Gradually the official power came into her hands. Uthman Pasha was often called away to attend to affairs, and occasionally had to perform journeys to Sulaimania, Kirkuk, and Mosul on matters of government. So Lady Adela, governing for him in his absence, built a new prison, and instituted a court of justice of which she was president, and so consolidated her own power, that the Pasha, when he was at Halabja, spent his time smoking a water pipe, building new baths, and carrying out local improvements, while his wife ruled.

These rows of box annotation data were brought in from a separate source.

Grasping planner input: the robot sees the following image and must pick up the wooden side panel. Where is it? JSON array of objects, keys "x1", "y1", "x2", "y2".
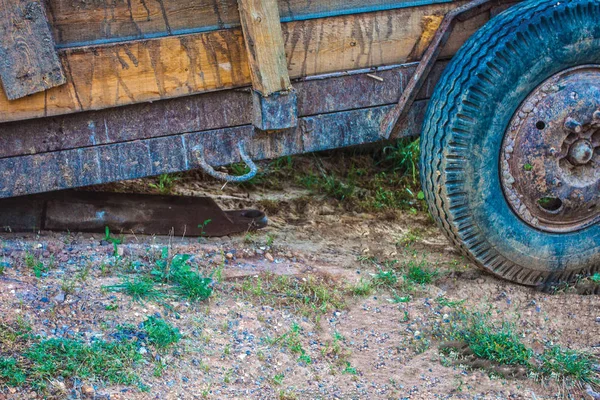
[
  {"x1": 239, "y1": 0, "x2": 292, "y2": 96},
  {"x1": 0, "y1": 4, "x2": 487, "y2": 122},
  {"x1": 0, "y1": 0, "x2": 66, "y2": 100},
  {"x1": 47, "y1": 0, "x2": 452, "y2": 47}
]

She built a bazaar in Halabja, a square construction having four covered rows of shops connected by alleys of more shops, all covered in and domed with good brick arches, and trade flowed in to Halabja, which grew to considerable importance. Such importance did the place attain that the Turks actually grew jealous, and to obtain a hold over it, put up a telegraph line, to which the tribesmen objected, and expressed their objection by cutting down the wire. At the same time Lady Adela advised the Turks not to repair it, for she too objected to the incursion of Turks upon her territory, and warned them that as fast as they built up telegraph wires her people should cut them down. And so to-day Halabja possesses no telegraph line, though a uniformed official lives there and rejoices in the title of Post and Telegraph Master. Every summer, when the climate of Halabja becomes oppressively hot, the court of Lady Adela repairs to a little village in the hills, or to a town in Persian territory, where some three or four months are passed.

In and around Halabja Lady Adela has instituted the Persian fashion of making gardens, apart from the gardens around the houses, and now outside the little town are several of the graceful and thickly treed gardens which are only seen in Persia, gardens which are wildernesses of large shady trees, with unsuspected bowers and flower-beds in their shady depths.

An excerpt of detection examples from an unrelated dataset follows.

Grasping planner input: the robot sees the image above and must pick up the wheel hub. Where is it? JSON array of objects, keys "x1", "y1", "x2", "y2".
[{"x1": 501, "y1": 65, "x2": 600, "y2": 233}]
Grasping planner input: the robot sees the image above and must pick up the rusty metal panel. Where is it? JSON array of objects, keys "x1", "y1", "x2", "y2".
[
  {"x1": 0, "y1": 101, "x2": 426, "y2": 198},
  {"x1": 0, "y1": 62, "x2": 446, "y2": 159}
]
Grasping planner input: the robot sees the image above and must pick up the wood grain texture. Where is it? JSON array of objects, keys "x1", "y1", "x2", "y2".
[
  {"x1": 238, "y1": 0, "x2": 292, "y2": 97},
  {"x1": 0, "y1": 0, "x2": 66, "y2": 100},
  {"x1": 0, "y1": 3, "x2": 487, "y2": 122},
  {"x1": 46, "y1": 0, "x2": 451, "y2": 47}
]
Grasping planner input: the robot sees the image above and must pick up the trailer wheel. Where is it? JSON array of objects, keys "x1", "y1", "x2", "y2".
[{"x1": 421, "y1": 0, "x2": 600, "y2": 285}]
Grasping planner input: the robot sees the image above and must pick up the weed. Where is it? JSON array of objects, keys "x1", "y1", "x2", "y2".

So here, in a remote corner of the Turkish Empire, which decays and retrogrades, is one little spot, which, under the rule of a Kurdish woman has risen from a village to be a town, and one hill-side, once barren, now sprinkled with gardens; and these are in a measure renovations of the ancient state of these parts.

Shahr-i-Zur, or Sharizur, used to be called by some Shahr-i-Bazar, and until recently its capital was a place called Gulambar, which is under the Aoraman mountain, and there is a legend to the effect that at earlier times a village called Ahmad Kulwan, across the northern mountains, used to be the capital.

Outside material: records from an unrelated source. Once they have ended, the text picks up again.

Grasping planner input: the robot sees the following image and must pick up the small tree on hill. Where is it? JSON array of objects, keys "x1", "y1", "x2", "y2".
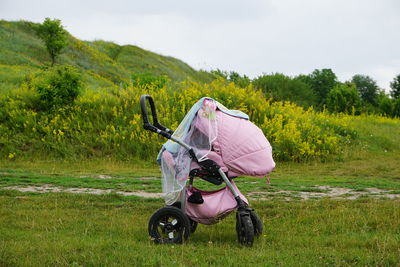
[
  {"x1": 37, "y1": 18, "x2": 68, "y2": 66},
  {"x1": 33, "y1": 65, "x2": 82, "y2": 110},
  {"x1": 390, "y1": 74, "x2": 400, "y2": 99},
  {"x1": 304, "y1": 69, "x2": 338, "y2": 107}
]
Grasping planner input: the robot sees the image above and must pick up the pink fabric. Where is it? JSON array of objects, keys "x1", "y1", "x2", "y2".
[
  {"x1": 193, "y1": 101, "x2": 275, "y2": 177},
  {"x1": 186, "y1": 181, "x2": 248, "y2": 224},
  {"x1": 213, "y1": 111, "x2": 275, "y2": 177}
]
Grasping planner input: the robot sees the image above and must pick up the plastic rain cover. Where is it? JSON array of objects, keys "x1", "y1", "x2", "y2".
[{"x1": 160, "y1": 98, "x2": 218, "y2": 205}]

However that may be, in the Sasanian times of Persia, when Qasr-i-Shirin was built, and Farhad hewed at the mountain of Bisitun, there was a great town named Hulwan. This was about the year A.D. 400. Hulwan and its territories extended up to what is now known as Shahr-i-Zur, and behind the site of the modern Halabja, in the hills which form an amphitheatre behind it, there was a large town called Sasan. Here were great stone buildings, and their ruins still stand, ordinary walls and pillars of the great Sasanian age of Persia. There is every indication, besides legend, to show that a great city existed here, and in the Shahr-i-Zur plain below were a number of villages whose inhabitants cultivated its rich and well-watered soil. To-day there are but a number of large, high mounds, a sure indication of ancient inhabitation. Shahr-i-Zur was so well protected by its hills, that it is no wonder that the ancient kings looked upon it as a specially favoured spot, and favourable to development and commerce. Around all sides is a high ring of mountains, except upon the north-west, and besides its ring of hills a swift, strong river shuts them in upon the southern side.

HULWAN

Across this, from Sasan, a great bridge was built into the territory of Hulwan, a part of which still stands. Shahr-i-Zur means the “Strong City,” and Shahr-i-Bazar, “The Market Town”—both equally appropriate names, but there is no proof as to which was originally employed to designate the plain.